Post-Quantum and Blockchain-Based Attestation for Trusted FPGAs in B5G Networks

TL;DR

This paper presents a hybrid security framework for FPGAs in B5G networks, combining post-quantum cryptography, remote attestation, and blockchain to enhance security with minimal performance overhead.

Contribution

It introduces a novel integrated approach using post-quantum cryptography and blockchain for secure FPGA attestation in edge networks, addressing quantum threats and trust issues.

Findings

Only 2% overhead with PQC algorithms compared to non-PQC methods

Effective remote attestation for FPGA security in quantum-threat scenarios

Blockchain ensures secure storage of security evidence

Abstract

The advent of 5G and beyond has brought increased performance networks, facilitating the deployment of services closer to the user.
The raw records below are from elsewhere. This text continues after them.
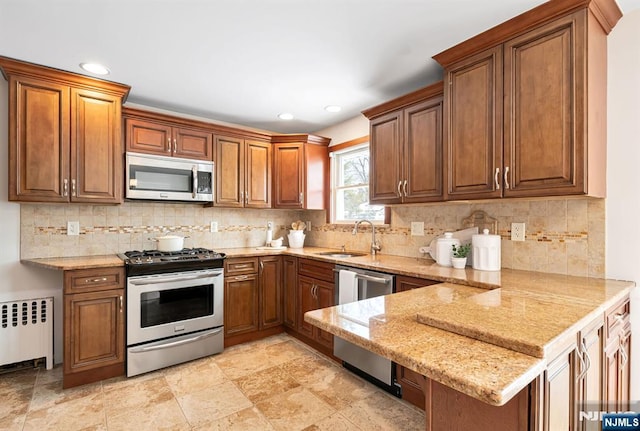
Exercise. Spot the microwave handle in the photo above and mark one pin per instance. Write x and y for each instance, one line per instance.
(194, 171)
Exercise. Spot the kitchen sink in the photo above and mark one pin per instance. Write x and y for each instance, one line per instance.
(341, 254)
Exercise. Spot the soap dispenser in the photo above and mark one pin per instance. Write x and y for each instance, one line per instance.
(269, 233)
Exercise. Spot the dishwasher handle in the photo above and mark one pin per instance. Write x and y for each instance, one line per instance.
(368, 277)
(372, 278)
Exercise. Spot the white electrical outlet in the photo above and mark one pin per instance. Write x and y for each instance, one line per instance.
(73, 228)
(517, 232)
(417, 228)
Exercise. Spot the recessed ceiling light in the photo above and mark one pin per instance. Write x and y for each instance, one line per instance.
(95, 68)
(333, 108)
(285, 116)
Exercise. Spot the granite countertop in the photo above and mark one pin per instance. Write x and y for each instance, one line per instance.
(485, 334)
(76, 262)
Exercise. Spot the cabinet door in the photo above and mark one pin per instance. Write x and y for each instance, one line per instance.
(288, 175)
(271, 300)
(473, 126)
(94, 330)
(624, 379)
(38, 141)
(258, 171)
(306, 302)
(543, 127)
(229, 159)
(96, 152)
(325, 298)
(241, 304)
(560, 392)
(591, 384)
(385, 147)
(290, 290)
(148, 137)
(193, 144)
(612, 375)
(423, 158)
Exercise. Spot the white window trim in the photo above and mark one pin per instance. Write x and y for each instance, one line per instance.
(333, 174)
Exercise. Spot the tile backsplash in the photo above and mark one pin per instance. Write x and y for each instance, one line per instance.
(563, 235)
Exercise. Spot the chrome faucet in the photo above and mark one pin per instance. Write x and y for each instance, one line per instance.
(374, 244)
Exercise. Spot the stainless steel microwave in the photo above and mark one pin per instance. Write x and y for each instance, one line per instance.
(168, 178)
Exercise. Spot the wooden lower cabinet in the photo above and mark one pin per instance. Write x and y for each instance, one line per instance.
(253, 298)
(411, 382)
(270, 292)
(290, 287)
(94, 324)
(617, 358)
(240, 304)
(448, 409)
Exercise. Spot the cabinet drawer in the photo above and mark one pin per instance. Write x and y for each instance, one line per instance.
(316, 269)
(617, 317)
(241, 266)
(93, 279)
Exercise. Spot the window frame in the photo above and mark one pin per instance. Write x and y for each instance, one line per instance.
(334, 152)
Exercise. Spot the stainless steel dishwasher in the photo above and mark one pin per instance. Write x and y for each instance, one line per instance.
(368, 365)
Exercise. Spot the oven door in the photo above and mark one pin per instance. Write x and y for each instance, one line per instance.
(166, 305)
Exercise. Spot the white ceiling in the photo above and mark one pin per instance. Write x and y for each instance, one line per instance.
(245, 61)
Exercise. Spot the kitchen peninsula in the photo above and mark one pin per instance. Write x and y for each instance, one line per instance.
(517, 356)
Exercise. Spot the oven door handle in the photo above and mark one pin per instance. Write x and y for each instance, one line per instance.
(145, 281)
(175, 343)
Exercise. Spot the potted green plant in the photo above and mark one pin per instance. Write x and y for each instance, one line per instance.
(459, 255)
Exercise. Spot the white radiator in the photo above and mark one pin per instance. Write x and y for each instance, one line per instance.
(26, 331)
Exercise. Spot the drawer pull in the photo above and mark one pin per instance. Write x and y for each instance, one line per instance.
(95, 280)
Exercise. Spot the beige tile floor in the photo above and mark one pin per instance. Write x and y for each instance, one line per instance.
(273, 384)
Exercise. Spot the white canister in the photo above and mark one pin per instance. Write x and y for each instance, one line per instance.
(486, 251)
(445, 248)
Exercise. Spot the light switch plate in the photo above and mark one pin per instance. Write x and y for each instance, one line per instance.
(517, 232)
(73, 228)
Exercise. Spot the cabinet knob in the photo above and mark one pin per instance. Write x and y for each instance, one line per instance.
(95, 280)
(506, 177)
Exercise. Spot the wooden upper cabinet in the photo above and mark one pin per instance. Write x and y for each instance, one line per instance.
(163, 138)
(229, 168)
(38, 140)
(243, 173)
(288, 175)
(258, 170)
(64, 135)
(406, 148)
(525, 104)
(148, 137)
(96, 152)
(473, 118)
(544, 139)
(385, 151)
(300, 171)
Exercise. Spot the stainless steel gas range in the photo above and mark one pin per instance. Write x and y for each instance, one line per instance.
(174, 307)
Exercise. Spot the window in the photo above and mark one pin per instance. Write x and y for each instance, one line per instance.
(350, 187)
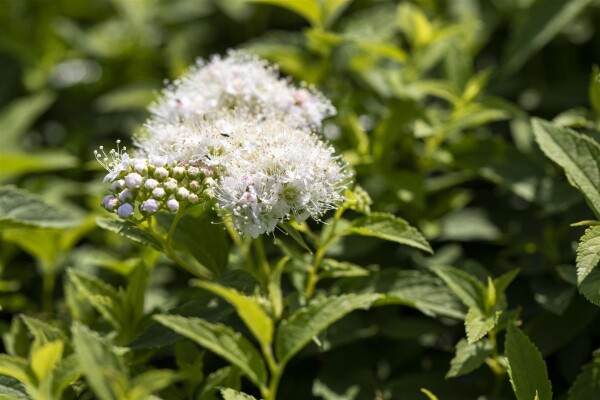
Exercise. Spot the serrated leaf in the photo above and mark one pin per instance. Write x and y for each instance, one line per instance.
(578, 155)
(248, 309)
(16, 367)
(129, 230)
(44, 357)
(587, 384)
(230, 394)
(222, 341)
(19, 208)
(540, 23)
(594, 89)
(477, 325)
(526, 367)
(588, 257)
(102, 365)
(388, 227)
(308, 9)
(150, 382)
(469, 357)
(299, 329)
(465, 286)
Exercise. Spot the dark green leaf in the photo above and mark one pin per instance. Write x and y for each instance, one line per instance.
(526, 367)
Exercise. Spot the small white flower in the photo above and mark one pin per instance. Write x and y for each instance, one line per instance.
(110, 202)
(134, 180)
(159, 193)
(151, 184)
(149, 206)
(125, 210)
(173, 205)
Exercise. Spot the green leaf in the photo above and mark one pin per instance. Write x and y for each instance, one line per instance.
(594, 89)
(129, 230)
(230, 394)
(465, 286)
(540, 23)
(102, 365)
(469, 357)
(588, 256)
(42, 331)
(199, 236)
(150, 382)
(248, 309)
(526, 367)
(308, 9)
(44, 357)
(16, 367)
(477, 325)
(577, 154)
(20, 115)
(388, 227)
(222, 341)
(19, 208)
(15, 164)
(299, 329)
(587, 384)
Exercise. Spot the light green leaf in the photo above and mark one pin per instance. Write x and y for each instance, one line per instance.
(11, 389)
(230, 394)
(44, 357)
(19, 208)
(297, 331)
(16, 367)
(588, 257)
(594, 89)
(577, 154)
(43, 331)
(20, 115)
(150, 382)
(540, 23)
(66, 372)
(526, 367)
(102, 365)
(248, 308)
(477, 325)
(587, 384)
(129, 230)
(388, 227)
(222, 341)
(308, 9)
(465, 286)
(469, 357)
(15, 164)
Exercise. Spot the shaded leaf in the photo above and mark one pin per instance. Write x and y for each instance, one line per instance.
(526, 367)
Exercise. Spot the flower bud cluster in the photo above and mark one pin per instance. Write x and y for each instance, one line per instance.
(152, 185)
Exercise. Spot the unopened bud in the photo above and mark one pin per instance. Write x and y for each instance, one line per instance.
(179, 173)
(173, 205)
(151, 184)
(126, 195)
(116, 186)
(110, 202)
(159, 193)
(170, 185)
(161, 174)
(149, 206)
(134, 180)
(182, 194)
(125, 210)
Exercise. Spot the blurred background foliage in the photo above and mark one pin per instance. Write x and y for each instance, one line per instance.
(434, 99)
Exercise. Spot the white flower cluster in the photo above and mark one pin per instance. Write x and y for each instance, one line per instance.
(231, 130)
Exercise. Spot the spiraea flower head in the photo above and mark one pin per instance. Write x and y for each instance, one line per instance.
(237, 80)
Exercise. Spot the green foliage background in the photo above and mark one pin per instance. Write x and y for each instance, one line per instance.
(434, 103)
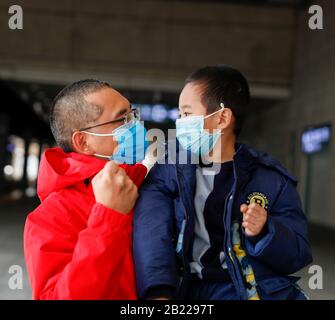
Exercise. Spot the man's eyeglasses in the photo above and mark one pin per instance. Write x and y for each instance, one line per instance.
(134, 114)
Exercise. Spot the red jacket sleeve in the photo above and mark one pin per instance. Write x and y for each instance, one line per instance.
(63, 264)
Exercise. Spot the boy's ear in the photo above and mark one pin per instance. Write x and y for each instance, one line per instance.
(80, 143)
(225, 118)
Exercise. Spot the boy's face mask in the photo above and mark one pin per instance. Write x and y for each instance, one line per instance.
(132, 143)
(192, 136)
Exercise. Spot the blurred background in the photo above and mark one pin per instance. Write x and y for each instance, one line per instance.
(145, 49)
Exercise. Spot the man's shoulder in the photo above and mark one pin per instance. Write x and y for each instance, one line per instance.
(65, 207)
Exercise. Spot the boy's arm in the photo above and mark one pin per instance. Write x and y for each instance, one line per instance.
(284, 247)
(154, 253)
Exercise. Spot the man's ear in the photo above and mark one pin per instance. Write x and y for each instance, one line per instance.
(225, 119)
(80, 143)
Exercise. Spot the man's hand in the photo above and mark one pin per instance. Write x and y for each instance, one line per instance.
(254, 219)
(114, 189)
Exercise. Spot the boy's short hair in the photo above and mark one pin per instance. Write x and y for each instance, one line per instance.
(226, 84)
(71, 111)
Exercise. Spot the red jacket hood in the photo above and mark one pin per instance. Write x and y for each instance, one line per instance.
(59, 170)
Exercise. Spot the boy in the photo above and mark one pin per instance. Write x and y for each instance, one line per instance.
(78, 242)
(237, 233)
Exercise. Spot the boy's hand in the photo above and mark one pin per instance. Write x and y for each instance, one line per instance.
(114, 189)
(254, 219)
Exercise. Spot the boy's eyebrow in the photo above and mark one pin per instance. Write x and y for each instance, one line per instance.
(123, 111)
(186, 106)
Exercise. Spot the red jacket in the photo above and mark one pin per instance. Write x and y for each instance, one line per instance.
(74, 247)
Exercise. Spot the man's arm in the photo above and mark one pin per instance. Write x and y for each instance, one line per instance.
(63, 264)
(154, 253)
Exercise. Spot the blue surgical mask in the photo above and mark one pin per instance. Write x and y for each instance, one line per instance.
(192, 136)
(132, 142)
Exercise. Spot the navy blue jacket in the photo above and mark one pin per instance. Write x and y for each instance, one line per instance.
(164, 225)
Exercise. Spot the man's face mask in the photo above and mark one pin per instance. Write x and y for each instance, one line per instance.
(131, 139)
(193, 137)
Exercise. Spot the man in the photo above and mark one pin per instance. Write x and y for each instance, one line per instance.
(234, 233)
(78, 242)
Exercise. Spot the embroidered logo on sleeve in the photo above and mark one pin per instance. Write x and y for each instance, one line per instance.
(259, 198)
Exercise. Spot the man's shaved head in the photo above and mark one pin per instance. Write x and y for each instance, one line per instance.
(71, 111)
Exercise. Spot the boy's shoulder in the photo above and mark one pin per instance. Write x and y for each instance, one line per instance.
(267, 165)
To meet performance requirements such services require specialized hardware, such as Field Programmable Gate Arrays (FPGAs). However, FPGAs are often deployed in unprotected environments, leaving the user's applications vulnerable to multiple attacks. With the rise of quantum computing, which threatens the integrity of widely-used cryptographic algorithms, the need for a robust security infrastructure is even more crucial. In this paper we introduce a hybrid hardware-software solution utilizing remote attestation to securely configure FPGAs, while integrating Post-Quantum Cryptographic (PQC) algorithms for enhanced security. Additionally, to enable trustworthiness across the whole edge computing continuum, our solution integrates a blockchain infrastructure, ensuring the secure storage of any security evidence. We evaluate the proposed secure configuration process under different PQC algorithms in two FPGA families, showcasing only 2% overheard compared to the non PQC approach.